La débilité de la volonté est ce qui domine le plus leur existence. Ceci éclate dans tous leurs actes.

Dans la vie normale, nos décisions sont ordinairement le résultat d’un jugement, plus ou moins rapidement porté par l’esprit, après examen comparatif et raisonné des divers motifs et mobiles ; dans cette décision apparaît la force de volonté du sujet.

Chez nos demi-fous, cette force de volonté est nulle ou très faible ; ce qui ne les empêche pas d’être têtus. Ils ne savent pas ce qu’ils veulent, mais ils le veulent bien ; ou plutôt, ils veulent avec obstination ce que leur a suggéré la plus récente et la plus insignifiante impression, ce que le dernier conseil leur a inspiré, ce que l’instinct ou le besoin actuel les incite à faire. Personnellement, ils ne discutent pas, n’essaient pas de contre-balancer les tentations et les insinuations du mal par une force personnelle de volonté.
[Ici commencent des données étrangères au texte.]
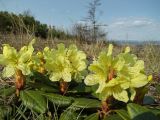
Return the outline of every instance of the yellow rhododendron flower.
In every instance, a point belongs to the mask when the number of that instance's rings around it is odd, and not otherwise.
[[[44,56],[45,68],[52,81],[70,82],[73,76],[86,68],[86,56],[75,45],[65,48],[64,44],[58,44],[56,50],[46,48]]]
[[[23,75],[30,74],[30,62],[34,51],[32,40],[28,46],[24,46],[19,52],[8,44],[3,45],[3,54],[0,54],[0,64],[6,66],[3,69],[3,77],[11,77],[16,70],[21,70]]]
[[[133,100],[136,94],[135,88],[145,86],[149,82],[144,74],[144,62],[130,54],[129,47],[116,57],[112,56],[112,49],[113,46],[110,44],[108,52],[101,52],[98,59],[93,61],[89,66],[91,74],[84,82],[86,85],[99,84],[96,93],[99,93],[101,100],[110,96],[123,102]],[[128,89],[131,93],[130,98]]]

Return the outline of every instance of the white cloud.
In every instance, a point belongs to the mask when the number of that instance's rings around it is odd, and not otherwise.
[[[128,27],[145,27],[148,25],[152,25],[153,21],[147,18],[132,18],[129,17],[128,19],[118,19],[113,22],[109,27],[121,27],[121,28],[128,28]]]
[[[107,30],[110,39],[160,40],[160,22],[149,18],[118,18]]]

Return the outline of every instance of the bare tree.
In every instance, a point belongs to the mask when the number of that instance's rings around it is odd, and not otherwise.
[[[85,18],[85,21],[88,23],[87,29],[90,30],[90,36],[92,41],[97,41],[98,37],[106,36],[105,32],[101,30],[102,27],[106,25],[100,24],[97,18],[98,7],[101,5],[100,0],[92,0],[88,4],[88,15]]]

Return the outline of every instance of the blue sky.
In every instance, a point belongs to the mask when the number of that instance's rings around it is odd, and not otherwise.
[[[87,16],[91,0],[0,0],[0,10],[30,10],[49,25],[70,28]],[[109,39],[160,40],[160,0],[101,0],[98,20],[107,24]],[[127,37],[128,36],[128,37]]]

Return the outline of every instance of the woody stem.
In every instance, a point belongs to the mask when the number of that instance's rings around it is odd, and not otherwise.
[[[19,96],[19,92],[24,87],[25,77],[22,74],[22,71],[17,69],[15,74],[15,86],[16,86],[16,95]]]
[[[68,83],[65,81],[60,81],[60,92],[64,95],[67,92]]]

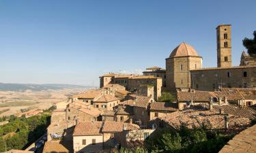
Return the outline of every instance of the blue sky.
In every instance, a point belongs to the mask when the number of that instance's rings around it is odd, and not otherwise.
[[[99,84],[165,67],[181,42],[216,66],[215,28],[232,24],[233,65],[256,30],[256,1],[0,1],[0,82]]]

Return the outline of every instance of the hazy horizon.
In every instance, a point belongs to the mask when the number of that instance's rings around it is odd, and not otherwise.
[[[1,1],[0,82],[99,86],[109,72],[165,69],[182,41],[216,66],[215,28],[231,24],[232,63],[253,37],[255,1]]]

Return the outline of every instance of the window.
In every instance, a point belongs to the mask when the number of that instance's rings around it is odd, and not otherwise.
[[[96,139],[91,139],[91,145],[96,145]]]
[[[224,47],[227,48],[227,41],[224,42]]]
[[[144,133],[144,140],[150,135],[149,133]]]
[[[227,77],[229,78],[231,76],[231,73],[230,72],[227,72]]]
[[[225,62],[227,62],[227,56],[225,56],[225,57],[224,57],[224,59],[225,59]]]
[[[246,71],[244,71],[244,77],[247,77],[247,72]]]
[[[227,33],[224,33],[224,39],[227,39]]]
[[[82,144],[86,145],[86,139],[82,139]]]

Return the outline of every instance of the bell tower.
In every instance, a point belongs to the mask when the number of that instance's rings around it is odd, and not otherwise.
[[[216,28],[218,67],[232,66],[231,25],[221,24]]]

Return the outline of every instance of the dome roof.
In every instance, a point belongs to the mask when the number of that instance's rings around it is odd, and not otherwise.
[[[188,45],[188,44],[183,42],[171,52],[169,57],[171,58],[188,56],[199,56],[193,47]]]

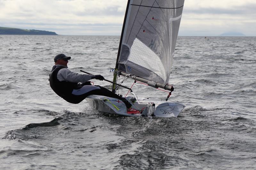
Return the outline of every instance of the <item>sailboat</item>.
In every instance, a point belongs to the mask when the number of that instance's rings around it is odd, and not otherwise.
[[[99,95],[86,98],[93,108],[130,116],[178,116],[185,106],[169,100],[173,88],[168,82],[184,4],[184,0],[128,1],[113,80],[110,82],[112,92],[116,92],[120,87],[129,90],[133,96],[126,98],[139,111],[129,113],[122,101]],[[131,88],[117,83],[120,76],[170,92],[166,99],[160,102],[140,100]]]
D’ailleurs, non seulement ils n’ont aucun principe religieux élevé et réel ; mais ils n’ont même aucun principe de morale naturelle : ce sont des amoraux ou, comme on l’a dit, des « invalides moraux. »

Ils hésitent avant de voler ou de tuer parce qu’ils ont peur d’être découverts et mis en prison ; ils délibèrent sur les précautions à prendre pour éviter le gendarme et le bagne ou la guillotine. Mais l’idée du préjudice causé à autrui ou du mal en soi n’a aucune prise sur eux : un crime, resté caché et impuni, n’est pas un crime à leurs yeux. Et comme, au moment de commettre un crime, on espère toujours avoir assez bien arrangé les choses pour échapper à la justice humaine, il n’y a plus, chez les demi-fous, aucun motif de ne pas le commettre.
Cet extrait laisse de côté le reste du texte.